3. Mode 3 (off-load mode)

In mode 1 and mode 2, when the load on the demand side is switched, the energy storage system and the renewable energy system are required to automatically allocate the required power. The mode 3 can be classified into two modes, a mode 3-1 and a mode 3-2, according to the operation state of the load.

When the load is cut off, the load is in a mode 3-1, at this time, the energy storage system or the renewable energy system needs to adjust respective operation states to redistribute the power on the load side, at this time, the power balance relation in the system is changed,

P_Load＜P_RES+P_ESS(8)

similarly, in mode 3-2 when the load is put into operation, the power balance relationship in the system becomes,

P_Load＞P_RES+P_ESS(9)

direct current bus voltage stabilization control strategy

In the independently operated direct current micro-grid, the supply and demand balance of the source load power can enable the bus voltage to be maintained in a stable range. Therefore, the specific control strategy for properly distributing the demand side power and adjusting the bus voltage is as follows.

1. Energy storage system control

In order to avoid excessive charging and discharging of part of energy storage units, the energy storage system adopts self-adaptive droop control to maintain stable bus voltage, and demand side power is automatically distributed according to the SOC of each energy storage unit. So that the output voltage is such that,

V_{dc_k}＝V_ref-I_{L_k}·R_{v_k}(10)

in the formula, V_refIs a bus reference voltage; v_{dc_k}、I_{L_k}And R_{v_k}Are each k_thThe energy storage unit outputs voltage, inductive current and virtual resistance.

Therefore, when the virtual resistance is small, the input or output current of the energy storage unit is large. For a micro-grid system with a small physical scale, the line loss of the units connected in parallel between the same bus can be ignored. So that for a converter accessing the same voltage class system approximately,

V_{dc_1}≈…≈V_{dc_k}≈V_{dc_Load}(11)

in the formula, V_{dc_Load}Is the demand side bus voltage.

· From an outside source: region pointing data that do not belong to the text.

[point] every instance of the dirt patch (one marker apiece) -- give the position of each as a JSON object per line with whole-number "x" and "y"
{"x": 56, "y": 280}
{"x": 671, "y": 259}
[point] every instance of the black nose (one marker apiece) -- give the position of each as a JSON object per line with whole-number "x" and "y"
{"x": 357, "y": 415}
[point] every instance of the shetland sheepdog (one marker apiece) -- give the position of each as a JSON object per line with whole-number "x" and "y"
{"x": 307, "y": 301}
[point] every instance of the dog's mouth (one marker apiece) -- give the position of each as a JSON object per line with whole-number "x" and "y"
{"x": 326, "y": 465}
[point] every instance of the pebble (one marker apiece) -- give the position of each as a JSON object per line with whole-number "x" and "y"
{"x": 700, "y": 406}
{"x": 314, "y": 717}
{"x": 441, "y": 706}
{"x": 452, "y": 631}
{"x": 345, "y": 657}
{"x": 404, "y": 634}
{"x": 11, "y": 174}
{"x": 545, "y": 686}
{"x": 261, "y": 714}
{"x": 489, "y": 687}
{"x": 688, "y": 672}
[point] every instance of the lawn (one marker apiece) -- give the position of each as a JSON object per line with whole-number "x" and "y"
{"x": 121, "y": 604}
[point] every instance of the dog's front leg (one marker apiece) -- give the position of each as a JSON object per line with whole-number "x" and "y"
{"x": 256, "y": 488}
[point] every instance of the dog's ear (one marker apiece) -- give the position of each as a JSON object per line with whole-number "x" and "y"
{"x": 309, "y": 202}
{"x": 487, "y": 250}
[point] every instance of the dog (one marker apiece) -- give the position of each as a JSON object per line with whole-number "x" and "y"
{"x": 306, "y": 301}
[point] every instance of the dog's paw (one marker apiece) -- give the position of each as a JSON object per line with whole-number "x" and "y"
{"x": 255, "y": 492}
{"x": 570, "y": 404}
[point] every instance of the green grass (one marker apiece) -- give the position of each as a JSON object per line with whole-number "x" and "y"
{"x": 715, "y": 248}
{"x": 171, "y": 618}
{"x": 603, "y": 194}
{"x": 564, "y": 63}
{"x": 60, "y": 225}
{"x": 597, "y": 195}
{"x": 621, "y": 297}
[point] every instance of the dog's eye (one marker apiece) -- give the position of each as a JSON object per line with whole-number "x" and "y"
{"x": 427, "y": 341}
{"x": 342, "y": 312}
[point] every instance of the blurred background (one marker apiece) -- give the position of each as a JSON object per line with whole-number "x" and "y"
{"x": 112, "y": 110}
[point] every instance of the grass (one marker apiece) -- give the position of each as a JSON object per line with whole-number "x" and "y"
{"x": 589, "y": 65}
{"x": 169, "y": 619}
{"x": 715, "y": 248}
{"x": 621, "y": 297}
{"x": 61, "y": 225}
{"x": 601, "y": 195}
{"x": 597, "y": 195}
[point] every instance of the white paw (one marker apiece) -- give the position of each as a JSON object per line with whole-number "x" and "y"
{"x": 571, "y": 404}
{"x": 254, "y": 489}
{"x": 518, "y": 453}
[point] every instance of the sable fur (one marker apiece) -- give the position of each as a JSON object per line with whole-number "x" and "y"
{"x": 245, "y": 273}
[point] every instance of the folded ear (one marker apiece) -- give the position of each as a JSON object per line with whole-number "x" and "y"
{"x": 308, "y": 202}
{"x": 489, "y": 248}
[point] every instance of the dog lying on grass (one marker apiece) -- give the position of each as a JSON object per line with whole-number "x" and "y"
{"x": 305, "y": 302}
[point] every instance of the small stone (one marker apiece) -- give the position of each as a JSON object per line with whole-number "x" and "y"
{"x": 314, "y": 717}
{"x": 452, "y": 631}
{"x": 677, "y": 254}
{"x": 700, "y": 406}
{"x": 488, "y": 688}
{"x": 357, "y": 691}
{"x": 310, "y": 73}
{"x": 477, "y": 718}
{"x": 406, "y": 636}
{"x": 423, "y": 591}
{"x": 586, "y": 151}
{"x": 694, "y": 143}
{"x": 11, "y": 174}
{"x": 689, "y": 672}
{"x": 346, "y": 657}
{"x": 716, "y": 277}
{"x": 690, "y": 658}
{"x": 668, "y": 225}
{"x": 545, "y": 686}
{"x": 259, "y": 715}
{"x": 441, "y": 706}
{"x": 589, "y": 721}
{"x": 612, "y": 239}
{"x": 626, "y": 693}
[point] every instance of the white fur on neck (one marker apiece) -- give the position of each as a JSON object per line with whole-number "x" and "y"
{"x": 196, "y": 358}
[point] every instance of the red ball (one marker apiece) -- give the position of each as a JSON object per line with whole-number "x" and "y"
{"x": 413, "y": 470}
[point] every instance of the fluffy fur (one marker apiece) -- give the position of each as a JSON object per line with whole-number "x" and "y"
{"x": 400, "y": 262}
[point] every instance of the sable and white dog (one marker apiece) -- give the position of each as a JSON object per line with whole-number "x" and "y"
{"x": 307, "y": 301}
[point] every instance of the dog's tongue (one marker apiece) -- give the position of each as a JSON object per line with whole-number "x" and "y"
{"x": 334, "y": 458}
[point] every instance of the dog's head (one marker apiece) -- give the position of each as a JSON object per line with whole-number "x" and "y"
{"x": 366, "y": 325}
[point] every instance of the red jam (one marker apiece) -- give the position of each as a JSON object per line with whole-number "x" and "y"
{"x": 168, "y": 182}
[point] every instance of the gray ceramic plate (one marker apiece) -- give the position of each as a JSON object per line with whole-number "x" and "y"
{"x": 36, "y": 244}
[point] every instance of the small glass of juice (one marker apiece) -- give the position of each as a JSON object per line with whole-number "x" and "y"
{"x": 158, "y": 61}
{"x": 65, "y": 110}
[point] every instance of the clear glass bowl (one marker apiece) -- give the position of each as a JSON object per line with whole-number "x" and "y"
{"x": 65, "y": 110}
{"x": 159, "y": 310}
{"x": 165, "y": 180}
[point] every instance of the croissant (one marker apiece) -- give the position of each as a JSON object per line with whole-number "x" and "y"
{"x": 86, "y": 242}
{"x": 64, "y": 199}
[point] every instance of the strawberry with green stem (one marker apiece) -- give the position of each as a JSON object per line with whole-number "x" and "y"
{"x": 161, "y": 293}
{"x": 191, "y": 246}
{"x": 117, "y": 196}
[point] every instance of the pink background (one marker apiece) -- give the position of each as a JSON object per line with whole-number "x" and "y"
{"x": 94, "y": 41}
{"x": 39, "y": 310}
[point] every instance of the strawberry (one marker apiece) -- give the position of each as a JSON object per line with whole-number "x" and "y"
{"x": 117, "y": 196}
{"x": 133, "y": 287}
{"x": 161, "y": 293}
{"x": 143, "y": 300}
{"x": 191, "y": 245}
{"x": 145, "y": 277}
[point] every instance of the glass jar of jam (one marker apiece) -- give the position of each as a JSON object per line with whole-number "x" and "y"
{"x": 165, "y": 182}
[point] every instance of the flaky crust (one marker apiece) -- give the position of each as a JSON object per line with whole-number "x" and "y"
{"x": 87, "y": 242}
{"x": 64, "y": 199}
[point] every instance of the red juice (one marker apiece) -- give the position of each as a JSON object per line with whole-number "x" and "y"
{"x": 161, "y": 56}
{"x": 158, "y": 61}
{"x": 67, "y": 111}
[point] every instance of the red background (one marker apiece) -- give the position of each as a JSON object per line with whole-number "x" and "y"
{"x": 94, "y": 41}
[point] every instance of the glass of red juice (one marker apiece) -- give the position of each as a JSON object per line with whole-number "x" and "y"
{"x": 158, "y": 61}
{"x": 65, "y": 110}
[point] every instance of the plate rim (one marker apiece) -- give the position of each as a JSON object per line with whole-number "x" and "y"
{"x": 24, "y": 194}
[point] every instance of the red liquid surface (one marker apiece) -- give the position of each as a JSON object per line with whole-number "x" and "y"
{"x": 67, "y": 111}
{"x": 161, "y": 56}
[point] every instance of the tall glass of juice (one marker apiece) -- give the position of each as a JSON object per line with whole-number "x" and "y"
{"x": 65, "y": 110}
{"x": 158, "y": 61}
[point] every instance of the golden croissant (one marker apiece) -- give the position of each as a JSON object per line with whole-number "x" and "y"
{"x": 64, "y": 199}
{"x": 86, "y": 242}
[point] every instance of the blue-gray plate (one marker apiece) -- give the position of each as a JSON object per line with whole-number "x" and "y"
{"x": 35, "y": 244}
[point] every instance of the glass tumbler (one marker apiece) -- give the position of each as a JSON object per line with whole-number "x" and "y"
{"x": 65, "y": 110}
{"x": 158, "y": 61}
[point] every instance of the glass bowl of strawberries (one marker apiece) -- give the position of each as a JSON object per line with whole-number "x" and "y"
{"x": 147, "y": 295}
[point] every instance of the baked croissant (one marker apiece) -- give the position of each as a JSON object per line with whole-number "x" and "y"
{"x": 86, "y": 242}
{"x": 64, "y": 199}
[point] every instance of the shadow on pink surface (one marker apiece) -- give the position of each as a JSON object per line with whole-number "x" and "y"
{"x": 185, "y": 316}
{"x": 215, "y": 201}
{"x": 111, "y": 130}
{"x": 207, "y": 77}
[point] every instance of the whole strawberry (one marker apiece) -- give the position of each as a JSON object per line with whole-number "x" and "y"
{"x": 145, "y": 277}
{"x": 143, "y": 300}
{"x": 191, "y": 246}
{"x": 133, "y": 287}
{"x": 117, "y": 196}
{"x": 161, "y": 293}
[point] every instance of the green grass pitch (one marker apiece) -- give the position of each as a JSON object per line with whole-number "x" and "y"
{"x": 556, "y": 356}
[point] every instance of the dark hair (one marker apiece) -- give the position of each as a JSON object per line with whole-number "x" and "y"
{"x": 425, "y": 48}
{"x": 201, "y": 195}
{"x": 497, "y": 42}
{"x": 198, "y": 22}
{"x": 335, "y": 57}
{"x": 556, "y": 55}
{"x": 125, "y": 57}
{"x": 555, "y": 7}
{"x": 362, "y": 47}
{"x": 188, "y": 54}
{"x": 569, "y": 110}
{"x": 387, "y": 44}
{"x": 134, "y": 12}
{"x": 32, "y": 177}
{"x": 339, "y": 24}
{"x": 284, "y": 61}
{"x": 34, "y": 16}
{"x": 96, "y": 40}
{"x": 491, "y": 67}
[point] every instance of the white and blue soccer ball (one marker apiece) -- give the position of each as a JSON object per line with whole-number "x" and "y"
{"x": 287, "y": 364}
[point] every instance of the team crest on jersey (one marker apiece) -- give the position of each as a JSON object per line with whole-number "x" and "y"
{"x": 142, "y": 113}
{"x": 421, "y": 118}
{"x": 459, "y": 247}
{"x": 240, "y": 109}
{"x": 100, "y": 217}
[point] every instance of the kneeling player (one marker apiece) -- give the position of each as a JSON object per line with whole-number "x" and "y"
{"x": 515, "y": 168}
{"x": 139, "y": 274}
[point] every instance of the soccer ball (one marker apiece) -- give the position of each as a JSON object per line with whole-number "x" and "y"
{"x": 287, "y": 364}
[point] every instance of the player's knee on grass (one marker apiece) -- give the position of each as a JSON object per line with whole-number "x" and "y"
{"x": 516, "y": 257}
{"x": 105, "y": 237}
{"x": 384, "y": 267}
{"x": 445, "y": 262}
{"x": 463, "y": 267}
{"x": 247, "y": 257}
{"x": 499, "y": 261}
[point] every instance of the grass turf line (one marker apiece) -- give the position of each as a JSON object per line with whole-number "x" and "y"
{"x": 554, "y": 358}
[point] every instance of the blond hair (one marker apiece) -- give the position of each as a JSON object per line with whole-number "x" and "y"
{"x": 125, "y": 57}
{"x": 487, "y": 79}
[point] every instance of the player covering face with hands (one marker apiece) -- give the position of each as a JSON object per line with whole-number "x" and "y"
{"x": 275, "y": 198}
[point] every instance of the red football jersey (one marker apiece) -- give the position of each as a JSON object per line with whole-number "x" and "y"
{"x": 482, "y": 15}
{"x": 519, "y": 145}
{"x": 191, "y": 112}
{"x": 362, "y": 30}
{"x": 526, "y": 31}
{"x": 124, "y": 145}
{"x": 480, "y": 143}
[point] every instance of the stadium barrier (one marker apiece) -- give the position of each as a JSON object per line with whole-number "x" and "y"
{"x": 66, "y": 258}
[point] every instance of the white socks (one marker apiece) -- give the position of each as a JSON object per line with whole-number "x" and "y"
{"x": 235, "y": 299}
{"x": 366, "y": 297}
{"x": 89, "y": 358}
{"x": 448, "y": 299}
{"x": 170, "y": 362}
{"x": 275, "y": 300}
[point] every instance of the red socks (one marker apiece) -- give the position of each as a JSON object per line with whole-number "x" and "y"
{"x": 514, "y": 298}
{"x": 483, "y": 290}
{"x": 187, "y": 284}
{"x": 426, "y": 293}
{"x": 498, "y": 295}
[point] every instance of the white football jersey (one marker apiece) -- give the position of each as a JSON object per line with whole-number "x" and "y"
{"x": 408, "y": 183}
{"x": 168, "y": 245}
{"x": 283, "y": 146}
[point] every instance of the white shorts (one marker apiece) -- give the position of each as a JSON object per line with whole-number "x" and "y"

Therefore, the value range of the virtual resistor can be obtained by solving a voltage equation of a kirchhoff node of the bus voltage column. The deviation of the bus voltage caused by the droop control is,

V_err＝V_{dc_Load}-V_ref(12)

therefore, when V_err>0 time the energy storage system is charged, and V time_err<And 0, discharging the energy storage system. In general, the SOC of the battery during operation should be maintained between 50% and 100%. And k is_thThe SOC of the energy storage unit can be calculated by the following formula,

in the formula, SOC_k、SOC_k(0) And C_batAre each k_thThe energy storage unit instantaneous state of charge, initial state of charge, and capacity.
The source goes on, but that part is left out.